Admittedly, it is difficult to reform health care financing without considering other reforms that will promote the upswing that we need. Though Deaton and Case do not endorse a particular model of health financing reform, they do note that the system must be both universal and costs must be controlled. Putnam notes that America needs to come together as a WE-society.
Of course, the single payer model of an improved Medicare for All does this more effectively, considering the upswing that we need. As an egalitarian system it would help promote the WE-society. Funding the system through progressive taxes would reduce economic inequality. With broad support amongst society, political polarization would diminish.

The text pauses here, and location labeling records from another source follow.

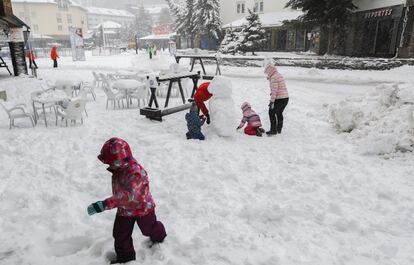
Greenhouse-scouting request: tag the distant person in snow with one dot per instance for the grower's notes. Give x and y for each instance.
(194, 123)
(253, 121)
(132, 197)
(155, 49)
(31, 56)
(279, 99)
(54, 56)
(150, 51)
(202, 95)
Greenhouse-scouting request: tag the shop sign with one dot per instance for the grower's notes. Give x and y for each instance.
(379, 13)
(5, 8)
(16, 35)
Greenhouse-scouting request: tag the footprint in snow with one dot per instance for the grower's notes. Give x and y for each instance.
(69, 246)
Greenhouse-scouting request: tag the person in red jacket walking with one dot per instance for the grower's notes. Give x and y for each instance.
(132, 198)
(31, 56)
(202, 94)
(54, 56)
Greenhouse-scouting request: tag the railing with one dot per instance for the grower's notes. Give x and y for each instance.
(106, 51)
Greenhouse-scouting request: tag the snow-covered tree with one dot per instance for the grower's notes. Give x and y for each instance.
(331, 15)
(143, 23)
(184, 14)
(252, 34)
(194, 17)
(207, 17)
(231, 42)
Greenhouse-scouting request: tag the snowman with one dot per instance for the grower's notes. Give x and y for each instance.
(221, 106)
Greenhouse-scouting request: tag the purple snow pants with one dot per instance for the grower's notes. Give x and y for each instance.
(123, 228)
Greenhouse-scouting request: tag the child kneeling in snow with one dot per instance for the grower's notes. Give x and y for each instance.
(253, 121)
(202, 95)
(194, 123)
(131, 195)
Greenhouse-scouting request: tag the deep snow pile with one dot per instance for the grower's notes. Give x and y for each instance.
(301, 198)
(382, 122)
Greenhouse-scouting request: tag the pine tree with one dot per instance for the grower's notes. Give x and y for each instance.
(143, 23)
(207, 17)
(331, 15)
(252, 34)
(164, 16)
(231, 43)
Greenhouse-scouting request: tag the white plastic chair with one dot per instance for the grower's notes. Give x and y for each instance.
(72, 112)
(16, 111)
(97, 80)
(115, 97)
(66, 86)
(88, 88)
(140, 94)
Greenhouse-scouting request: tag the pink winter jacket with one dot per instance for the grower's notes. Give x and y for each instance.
(249, 116)
(277, 83)
(130, 184)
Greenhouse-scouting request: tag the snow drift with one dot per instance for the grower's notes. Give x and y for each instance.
(382, 122)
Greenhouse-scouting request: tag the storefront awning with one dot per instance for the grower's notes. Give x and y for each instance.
(269, 20)
(13, 22)
(159, 37)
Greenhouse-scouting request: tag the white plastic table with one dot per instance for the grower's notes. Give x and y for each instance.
(47, 97)
(126, 74)
(128, 86)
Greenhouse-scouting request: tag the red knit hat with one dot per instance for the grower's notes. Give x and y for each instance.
(115, 152)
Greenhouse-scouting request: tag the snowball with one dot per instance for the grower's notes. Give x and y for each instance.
(380, 123)
(221, 87)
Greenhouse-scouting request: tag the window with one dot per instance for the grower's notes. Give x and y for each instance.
(62, 4)
(240, 7)
(258, 6)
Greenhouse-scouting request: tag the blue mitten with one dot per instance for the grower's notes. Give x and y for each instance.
(96, 207)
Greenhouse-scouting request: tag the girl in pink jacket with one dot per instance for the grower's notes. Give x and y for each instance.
(131, 196)
(252, 119)
(279, 99)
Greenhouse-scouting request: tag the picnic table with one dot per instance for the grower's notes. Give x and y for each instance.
(124, 74)
(171, 79)
(47, 97)
(128, 86)
(200, 57)
(156, 113)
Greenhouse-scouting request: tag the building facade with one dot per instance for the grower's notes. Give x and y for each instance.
(51, 18)
(272, 14)
(232, 10)
(382, 28)
(98, 15)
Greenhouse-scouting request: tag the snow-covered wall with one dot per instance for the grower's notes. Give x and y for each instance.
(228, 8)
(373, 4)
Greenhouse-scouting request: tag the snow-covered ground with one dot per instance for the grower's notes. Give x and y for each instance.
(309, 196)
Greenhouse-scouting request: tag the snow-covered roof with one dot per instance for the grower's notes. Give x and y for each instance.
(109, 25)
(44, 2)
(109, 12)
(159, 37)
(151, 9)
(271, 19)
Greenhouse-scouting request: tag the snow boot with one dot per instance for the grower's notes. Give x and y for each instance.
(270, 133)
(120, 262)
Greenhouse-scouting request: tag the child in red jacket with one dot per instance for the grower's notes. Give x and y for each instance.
(131, 195)
(202, 94)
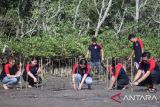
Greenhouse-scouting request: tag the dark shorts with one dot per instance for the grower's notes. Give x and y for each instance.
(153, 78)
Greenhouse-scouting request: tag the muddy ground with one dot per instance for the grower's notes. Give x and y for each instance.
(57, 92)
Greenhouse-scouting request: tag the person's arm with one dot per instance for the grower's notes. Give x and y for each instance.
(19, 73)
(141, 45)
(88, 54)
(83, 79)
(39, 70)
(142, 78)
(102, 54)
(112, 82)
(74, 82)
(74, 76)
(130, 56)
(8, 72)
(32, 76)
(137, 76)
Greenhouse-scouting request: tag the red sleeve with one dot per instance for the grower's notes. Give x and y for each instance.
(141, 43)
(110, 70)
(89, 48)
(7, 69)
(152, 65)
(74, 68)
(99, 46)
(118, 68)
(28, 68)
(88, 69)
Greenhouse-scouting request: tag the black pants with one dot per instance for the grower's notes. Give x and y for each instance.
(121, 83)
(31, 81)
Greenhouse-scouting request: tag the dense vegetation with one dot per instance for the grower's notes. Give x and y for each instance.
(65, 27)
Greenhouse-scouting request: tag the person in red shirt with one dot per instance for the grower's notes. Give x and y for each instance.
(138, 49)
(31, 73)
(80, 73)
(10, 74)
(147, 73)
(118, 73)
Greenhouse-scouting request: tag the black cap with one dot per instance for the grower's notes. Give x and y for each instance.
(83, 62)
(131, 36)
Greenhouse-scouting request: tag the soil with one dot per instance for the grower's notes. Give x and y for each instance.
(57, 92)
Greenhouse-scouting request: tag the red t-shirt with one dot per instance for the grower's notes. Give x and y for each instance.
(152, 65)
(76, 67)
(141, 43)
(118, 67)
(9, 69)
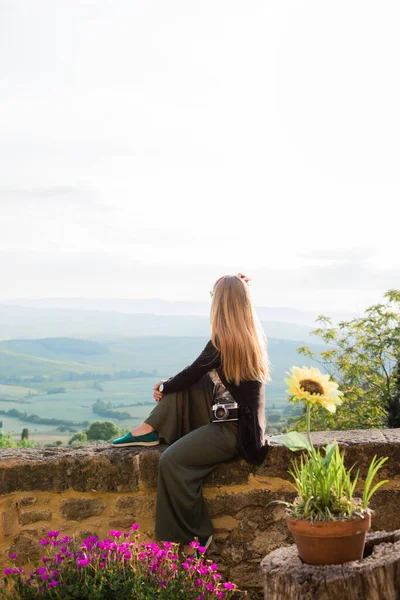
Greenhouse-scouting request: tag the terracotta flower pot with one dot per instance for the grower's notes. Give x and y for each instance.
(329, 542)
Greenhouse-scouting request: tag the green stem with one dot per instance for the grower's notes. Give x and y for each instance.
(308, 421)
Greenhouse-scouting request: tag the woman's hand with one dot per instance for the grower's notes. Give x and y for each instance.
(156, 394)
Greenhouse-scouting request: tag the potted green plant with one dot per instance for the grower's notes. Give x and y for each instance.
(328, 521)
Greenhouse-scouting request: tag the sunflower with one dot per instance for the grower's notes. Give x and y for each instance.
(310, 385)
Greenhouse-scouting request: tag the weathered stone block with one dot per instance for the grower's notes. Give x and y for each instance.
(148, 466)
(224, 524)
(10, 522)
(26, 501)
(78, 509)
(121, 522)
(234, 472)
(32, 516)
(89, 468)
(136, 508)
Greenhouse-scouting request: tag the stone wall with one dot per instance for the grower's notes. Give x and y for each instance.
(92, 489)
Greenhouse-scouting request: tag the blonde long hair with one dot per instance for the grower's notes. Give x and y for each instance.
(237, 332)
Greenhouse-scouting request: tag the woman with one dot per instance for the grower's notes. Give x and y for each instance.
(233, 367)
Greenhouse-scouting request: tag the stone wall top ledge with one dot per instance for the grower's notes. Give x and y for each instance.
(103, 468)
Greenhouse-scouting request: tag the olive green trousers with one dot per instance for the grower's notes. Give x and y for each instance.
(196, 448)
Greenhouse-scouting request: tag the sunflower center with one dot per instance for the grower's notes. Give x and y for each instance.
(311, 386)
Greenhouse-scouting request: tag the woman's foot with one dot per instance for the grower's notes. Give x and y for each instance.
(142, 429)
(148, 439)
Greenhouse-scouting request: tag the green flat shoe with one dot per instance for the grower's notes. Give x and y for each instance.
(149, 439)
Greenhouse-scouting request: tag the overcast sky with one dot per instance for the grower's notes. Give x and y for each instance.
(148, 147)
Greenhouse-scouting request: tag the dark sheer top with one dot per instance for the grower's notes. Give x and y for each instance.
(249, 395)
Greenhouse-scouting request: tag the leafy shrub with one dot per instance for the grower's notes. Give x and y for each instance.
(6, 441)
(120, 568)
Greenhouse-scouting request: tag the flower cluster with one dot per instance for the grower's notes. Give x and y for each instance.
(117, 567)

With the nation joining together, social isolation would also diminish. And as far as reducing waste in the system, the greatest impact that we could have would be through recovering the $600 billion per year that is wasted on administrative excesses, a far greater amount than could be recovered through any other efficiencies, though other beneficial changes certainly would be welcome as well.
Let’s recover that $600,000,000,000 in administrative waste and use it to make health care accessible and affordable for all of us.